Существовавший при Ставке, так называемый «Союз офицеров» не был в этом отношении исключением. Он быстро оторвался даже от солдатских масс и безнадежно пытался «делать» политику. «Союз георгиевских кавалеров», в который входили и солдаты, попытался было выступить в защиту монархии, но он бесславно сошел со сцены еще в начале Февральской революции. Предводимый генерал-адъютантом Ивановым батальон георгиевских кавалеров, не дойдя до Петрограда, после переговоров с представителями Комитета Государственной думы и Совдепа отказался от своей попытки и рассеялся как боевая единица.
Карьера Наполеона и его появление на исторической сцене были гораздо сложнее, чем это казалось кандидатам в русские Наполеоны и их горячим сторонникам.
Заблуждение это особенно сильно укоренилось на юге, где поголовно грезили диктатором. Как зараза, это заблуждение проникло затем и в Сибирь. Там, правда, из уважения к демократизму, готовы были помириться на Вашингтоне (обращение А.В. Сазонова11, известного сибирского кооператора, к Колчаку).
Действительность, как известно, рассеяла эти мечтания. Окончательно похоронил их приморский «воевода» генерал Дитерихс12.
За внешним либерализмом южных группировок всегда чувствовалась атмосфера скрытой реакции. Симпатии мои определенно были на стороне Волги и Сибири, куда в июле 1918 года я и отправился как делегат «Союза возрождения России» для участия в Государственном совещании по созданию единой объединяющей центральной власти.
Обстановка к тому времени на Волге и в Сибири была такова.
Июньское восстание чехословаков явилось толчком к образованию двух новых мощных очагов борьбы против большевиков: на Волге в районе Самары и в Западной Сибири.
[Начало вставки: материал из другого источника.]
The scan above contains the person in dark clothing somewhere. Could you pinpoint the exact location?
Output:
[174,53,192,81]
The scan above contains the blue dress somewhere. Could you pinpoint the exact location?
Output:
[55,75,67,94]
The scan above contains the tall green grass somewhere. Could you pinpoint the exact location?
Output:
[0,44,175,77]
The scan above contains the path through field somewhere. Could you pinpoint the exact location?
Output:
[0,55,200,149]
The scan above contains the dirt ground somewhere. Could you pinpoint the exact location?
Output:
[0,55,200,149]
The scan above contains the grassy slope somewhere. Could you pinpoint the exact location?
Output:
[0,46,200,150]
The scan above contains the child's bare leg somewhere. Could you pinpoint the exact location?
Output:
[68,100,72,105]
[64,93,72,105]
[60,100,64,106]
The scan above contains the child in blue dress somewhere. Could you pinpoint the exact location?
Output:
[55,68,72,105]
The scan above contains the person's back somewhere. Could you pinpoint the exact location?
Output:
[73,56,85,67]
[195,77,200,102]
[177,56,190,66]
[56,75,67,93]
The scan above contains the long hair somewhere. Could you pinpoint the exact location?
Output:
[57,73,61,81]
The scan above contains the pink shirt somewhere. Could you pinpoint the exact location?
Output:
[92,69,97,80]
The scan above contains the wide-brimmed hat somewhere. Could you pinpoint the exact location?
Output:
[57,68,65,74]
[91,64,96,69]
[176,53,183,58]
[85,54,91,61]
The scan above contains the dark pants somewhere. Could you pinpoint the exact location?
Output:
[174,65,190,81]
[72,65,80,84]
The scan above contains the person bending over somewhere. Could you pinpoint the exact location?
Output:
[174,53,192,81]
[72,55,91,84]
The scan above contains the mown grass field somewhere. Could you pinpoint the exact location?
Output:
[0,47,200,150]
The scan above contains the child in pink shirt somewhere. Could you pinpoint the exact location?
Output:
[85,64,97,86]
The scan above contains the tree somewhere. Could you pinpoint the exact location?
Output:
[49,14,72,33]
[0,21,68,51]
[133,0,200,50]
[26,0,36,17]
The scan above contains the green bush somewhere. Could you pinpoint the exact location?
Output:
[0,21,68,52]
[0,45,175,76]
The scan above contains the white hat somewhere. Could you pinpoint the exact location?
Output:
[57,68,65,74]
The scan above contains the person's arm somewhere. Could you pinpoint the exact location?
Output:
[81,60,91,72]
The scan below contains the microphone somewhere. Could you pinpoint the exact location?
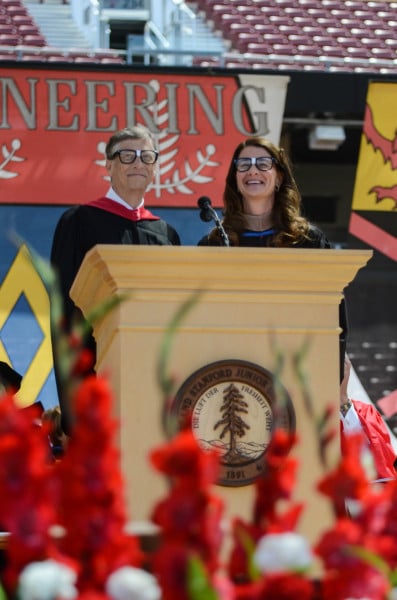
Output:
[197,196,230,246]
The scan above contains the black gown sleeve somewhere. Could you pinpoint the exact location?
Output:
[50,209,96,435]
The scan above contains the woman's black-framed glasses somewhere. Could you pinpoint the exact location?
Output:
[112,149,159,165]
[234,156,277,173]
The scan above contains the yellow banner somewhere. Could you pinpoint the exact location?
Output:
[352,82,397,211]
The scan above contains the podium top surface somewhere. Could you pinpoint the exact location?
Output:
[71,244,372,301]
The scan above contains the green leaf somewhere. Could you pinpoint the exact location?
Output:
[187,557,218,600]
[156,290,203,437]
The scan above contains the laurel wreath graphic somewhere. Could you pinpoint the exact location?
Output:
[0,139,26,179]
[95,80,219,197]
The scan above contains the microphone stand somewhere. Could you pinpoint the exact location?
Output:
[200,205,230,247]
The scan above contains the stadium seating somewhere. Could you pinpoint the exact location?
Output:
[0,0,397,73]
[0,0,125,64]
[188,0,397,73]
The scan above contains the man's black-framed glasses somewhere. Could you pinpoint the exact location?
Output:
[234,156,277,173]
[112,149,159,165]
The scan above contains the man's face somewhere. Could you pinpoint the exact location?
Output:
[106,139,156,201]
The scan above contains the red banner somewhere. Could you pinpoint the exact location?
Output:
[0,68,288,207]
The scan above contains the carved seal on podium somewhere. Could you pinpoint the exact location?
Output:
[174,359,295,486]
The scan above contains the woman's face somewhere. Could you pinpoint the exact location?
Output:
[236,146,282,209]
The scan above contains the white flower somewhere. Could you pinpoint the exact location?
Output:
[106,567,161,600]
[253,533,313,573]
[18,560,78,600]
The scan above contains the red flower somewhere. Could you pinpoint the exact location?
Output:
[262,573,314,600]
[57,377,142,591]
[150,429,219,488]
[0,396,56,590]
[317,435,370,516]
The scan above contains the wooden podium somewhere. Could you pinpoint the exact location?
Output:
[71,245,372,541]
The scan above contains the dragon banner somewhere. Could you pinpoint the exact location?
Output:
[349,82,397,261]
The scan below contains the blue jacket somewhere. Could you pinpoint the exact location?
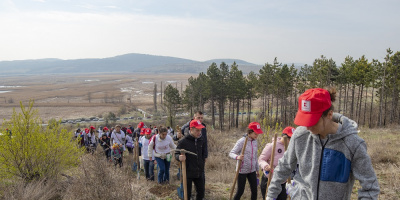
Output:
[179,119,208,158]
[267,117,380,200]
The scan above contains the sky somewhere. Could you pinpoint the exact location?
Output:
[0,0,400,65]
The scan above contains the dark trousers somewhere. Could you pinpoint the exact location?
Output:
[103,147,111,160]
[187,173,205,200]
[260,175,287,200]
[233,172,257,200]
[143,159,154,181]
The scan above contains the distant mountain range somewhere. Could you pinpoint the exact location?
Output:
[0,53,262,75]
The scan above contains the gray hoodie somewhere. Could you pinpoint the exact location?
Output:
[229,137,258,174]
[267,116,379,200]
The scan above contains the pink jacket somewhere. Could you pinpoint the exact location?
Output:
[258,137,285,171]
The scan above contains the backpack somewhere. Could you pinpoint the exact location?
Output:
[149,135,157,153]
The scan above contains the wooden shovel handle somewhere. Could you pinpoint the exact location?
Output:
[181,152,188,200]
[267,133,278,193]
[283,135,292,200]
[229,136,249,200]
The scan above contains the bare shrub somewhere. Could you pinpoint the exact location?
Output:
[0,179,62,200]
[64,155,136,199]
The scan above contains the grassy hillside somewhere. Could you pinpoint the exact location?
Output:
[0,127,400,200]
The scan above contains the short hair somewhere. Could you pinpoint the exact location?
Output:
[158,126,168,133]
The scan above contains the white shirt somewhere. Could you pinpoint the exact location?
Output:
[139,136,155,160]
[98,128,103,138]
[111,130,125,150]
[126,135,135,147]
[148,135,176,157]
[84,133,96,144]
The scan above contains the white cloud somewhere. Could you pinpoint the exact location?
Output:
[0,0,400,64]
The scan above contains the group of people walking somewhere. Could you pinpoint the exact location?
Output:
[75,88,380,200]
[229,88,380,200]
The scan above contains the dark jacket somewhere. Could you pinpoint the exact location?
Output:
[175,134,205,178]
[178,119,208,158]
[99,133,111,149]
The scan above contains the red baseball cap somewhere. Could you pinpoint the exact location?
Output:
[294,88,332,127]
[138,122,144,128]
[144,128,151,135]
[282,126,295,138]
[190,120,205,129]
[248,122,263,134]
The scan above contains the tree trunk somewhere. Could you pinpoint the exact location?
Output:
[363,87,368,125]
[350,84,356,119]
[242,99,244,124]
[228,100,232,130]
[338,84,342,113]
[357,84,364,124]
[211,98,215,127]
[275,94,279,124]
[369,86,375,128]
[235,98,240,128]
[383,95,388,127]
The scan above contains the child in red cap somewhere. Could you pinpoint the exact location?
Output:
[229,122,263,200]
[258,126,294,200]
[140,128,155,181]
[267,88,380,200]
[175,120,206,199]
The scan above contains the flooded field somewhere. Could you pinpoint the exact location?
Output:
[0,74,192,123]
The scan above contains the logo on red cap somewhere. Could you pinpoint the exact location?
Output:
[301,99,311,112]
[248,122,263,134]
[144,128,151,135]
[190,120,205,129]
[294,88,332,127]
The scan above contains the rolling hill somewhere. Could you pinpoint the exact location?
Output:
[0,53,261,75]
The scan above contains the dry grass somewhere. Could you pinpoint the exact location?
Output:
[0,74,194,124]
[0,127,400,200]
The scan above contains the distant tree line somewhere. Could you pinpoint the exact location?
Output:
[164,49,400,130]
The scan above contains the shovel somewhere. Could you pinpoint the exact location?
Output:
[135,138,140,180]
[177,164,184,199]
[132,138,138,172]
[283,135,292,200]
[267,133,278,193]
[172,149,197,200]
[229,136,249,200]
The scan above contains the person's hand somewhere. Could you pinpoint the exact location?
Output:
[179,155,186,161]
[264,165,271,172]
[178,132,183,138]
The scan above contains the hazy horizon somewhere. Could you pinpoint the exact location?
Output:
[0,0,400,65]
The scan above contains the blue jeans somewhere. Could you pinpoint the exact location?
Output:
[156,157,171,183]
[143,159,154,181]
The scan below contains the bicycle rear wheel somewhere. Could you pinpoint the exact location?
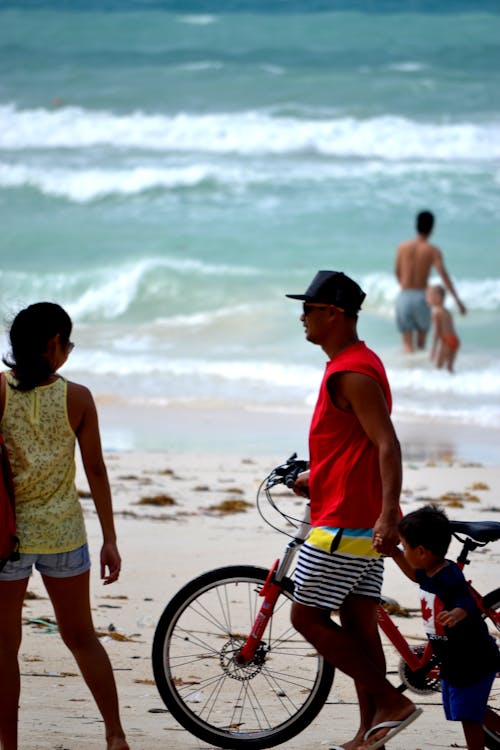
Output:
[483,588,500,750]
[152,565,334,750]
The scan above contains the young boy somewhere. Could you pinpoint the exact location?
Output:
[426,284,460,372]
[393,505,500,750]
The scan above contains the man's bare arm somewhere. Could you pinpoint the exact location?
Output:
[329,372,402,554]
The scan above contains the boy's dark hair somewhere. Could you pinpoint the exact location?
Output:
[417,211,434,237]
[398,505,451,557]
[3,302,72,391]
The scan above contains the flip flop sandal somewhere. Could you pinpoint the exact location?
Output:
[363,708,422,750]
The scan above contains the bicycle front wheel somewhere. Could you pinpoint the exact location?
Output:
[483,588,500,750]
[152,565,334,750]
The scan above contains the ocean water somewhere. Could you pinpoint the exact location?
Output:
[0,0,500,447]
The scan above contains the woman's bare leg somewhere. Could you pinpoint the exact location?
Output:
[43,571,129,750]
[0,578,29,750]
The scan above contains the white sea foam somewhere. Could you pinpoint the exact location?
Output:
[176,13,217,26]
[0,158,497,204]
[0,105,500,162]
[0,256,500,318]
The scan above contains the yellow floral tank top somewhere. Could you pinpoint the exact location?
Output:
[1,372,86,553]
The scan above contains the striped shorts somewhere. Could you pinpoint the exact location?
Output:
[293,527,384,610]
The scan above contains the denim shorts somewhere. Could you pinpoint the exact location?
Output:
[441,673,496,724]
[0,543,90,581]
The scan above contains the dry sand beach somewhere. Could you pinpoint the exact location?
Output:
[12,408,500,750]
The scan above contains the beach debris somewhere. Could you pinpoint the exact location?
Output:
[99,594,128,601]
[208,500,253,515]
[467,482,490,492]
[27,617,59,633]
[134,494,177,506]
[415,491,481,508]
[24,591,47,601]
[95,630,134,643]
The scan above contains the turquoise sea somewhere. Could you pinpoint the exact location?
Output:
[0,0,500,448]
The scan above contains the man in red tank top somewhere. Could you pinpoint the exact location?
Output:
[287,271,421,750]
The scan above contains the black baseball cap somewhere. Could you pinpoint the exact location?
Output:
[286,271,366,315]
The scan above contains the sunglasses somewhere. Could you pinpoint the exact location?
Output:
[302,302,332,315]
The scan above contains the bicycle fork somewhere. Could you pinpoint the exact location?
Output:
[234,536,309,665]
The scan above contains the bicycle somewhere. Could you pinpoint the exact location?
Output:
[152,454,500,750]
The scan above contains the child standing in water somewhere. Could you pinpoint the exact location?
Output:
[426,284,460,372]
[0,302,129,750]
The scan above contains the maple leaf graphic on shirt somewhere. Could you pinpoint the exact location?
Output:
[420,597,432,622]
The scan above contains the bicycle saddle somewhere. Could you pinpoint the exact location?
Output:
[450,521,500,544]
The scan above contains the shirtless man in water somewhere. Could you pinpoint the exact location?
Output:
[395,211,467,352]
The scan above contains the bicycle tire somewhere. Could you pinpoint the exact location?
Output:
[152,565,335,750]
[483,588,500,750]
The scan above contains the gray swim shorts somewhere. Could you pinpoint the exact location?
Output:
[0,544,90,581]
[396,289,431,333]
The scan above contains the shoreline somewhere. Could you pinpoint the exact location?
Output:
[20,450,500,750]
[96,398,500,465]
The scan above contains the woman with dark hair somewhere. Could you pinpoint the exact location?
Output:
[0,302,129,750]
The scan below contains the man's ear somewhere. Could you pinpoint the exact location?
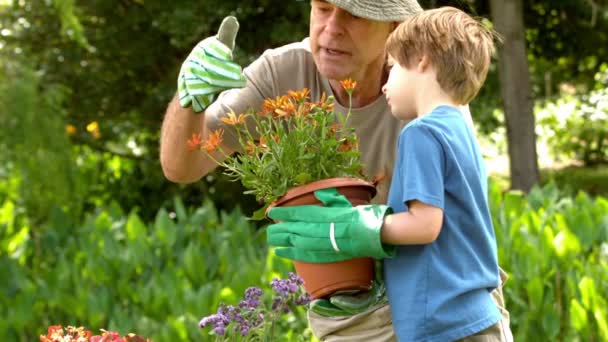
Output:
[391,21,401,32]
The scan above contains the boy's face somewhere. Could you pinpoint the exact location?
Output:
[382,55,416,120]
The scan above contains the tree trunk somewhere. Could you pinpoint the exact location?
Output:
[490,0,539,192]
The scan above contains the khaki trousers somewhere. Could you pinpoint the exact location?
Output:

Объединившиеся вокруг чехов русские военные организации послужили зародышами Народной и Сибирской армий, на которые, в свою очередь, опирались вновь организовавшиеся правительства: Самарское, из членов Учредительного собрания созыва 1917 года – Комуч13, и Сибирское14 – из местных общественных и политических деятелей.
Попутно объединялось для борьбы уральское и оренбургское казачество, создавшее свои войсковые правительства.
Успешный пока ход борьбы повышал энтузиазм антибольшевистски настроенной части населения, вселял веру в быстрое развитие этой борьбы во всероссийском масштабе.
Приволжье, Урал и Сибирь рисовались как база будущего строительства новой, единой, демократической России.
От внимательного наблюдателя не ускользали, конечно, и другие настроения. Вернувшиеся домой фронтовики, даже в условиях патриархальности уклада семейного быта казачества, довольно ярко выражали оппозицию «детей отцам». Это не было явлением общим, но уже тогда, в начале гражданской борьбы, Уральский фронт, как и другие фронты, имел «детей», дерущихся против «отцов».
За длинный путь к Самаре у меня имелась возможность для всесторонних и интересных наблюдений. В частности, на территории Уральского казачьего войска, дававшего лучшие по стойкости и дисциплине полки на русско-германский фронт мировой войны, мне пришлось наблюдать другую особенность – ярко выраженный местный казачий патриотизм.
Мой возница, старик под шестьдесят лет, с великим воодушевлением рассказывал о недавней схватке с красными: «Надо было отогнать его от нашей грани. У нас, у стариков, и ружей-то не было, дрались чем попало – простыми палками».
Пожелания рассказчика не шли дальше «граней» войсковой земли. Ясно было, что дальше, за эти грани, он драться не пойдет.
С его точки зрения, это было понятно – чего ему искать, важно было лишь, чтобы не трогали его добро: кругом зрел изумительный в том году урожай пшеницы, проса и других злаков, на безбрежных степных лугах паслись огромные табуны коней… Около его станицы протекал родной, богатый чудесной рыбой Урал.
Старик не скрывал своего негодования против части молодежи, особенно против вернувшихся с фронта более молодых казаков. Они не только будировали в станицах, но частенько перебирались в противоположный лагерь. Среди них уже были герои красного фронта.
Среди казачества были слухи об обязательной помощи союзников. «Нейдут что-то, хоть шапку их показали бы нам», – недоумевали и сердились старики в станицах.
Этот узкий, мелкий эгоизм сказывался даже в детях. Я как-то встретил плачущих мальчика и девочку, оказавшихся беженцами на Урале. «Почему вы плачете?» – спросил я. Они боязливо и нерешительно покосились на играющих вблизи крепких, загорелых казачат. На мой вопрос: «Почему вы деретесь?» – казачата не задумываясь ответили: «А не лови рыбу в нашем Урале». Этот местный эгоизм надо было учесть. Он рос по мере продвижения на восток.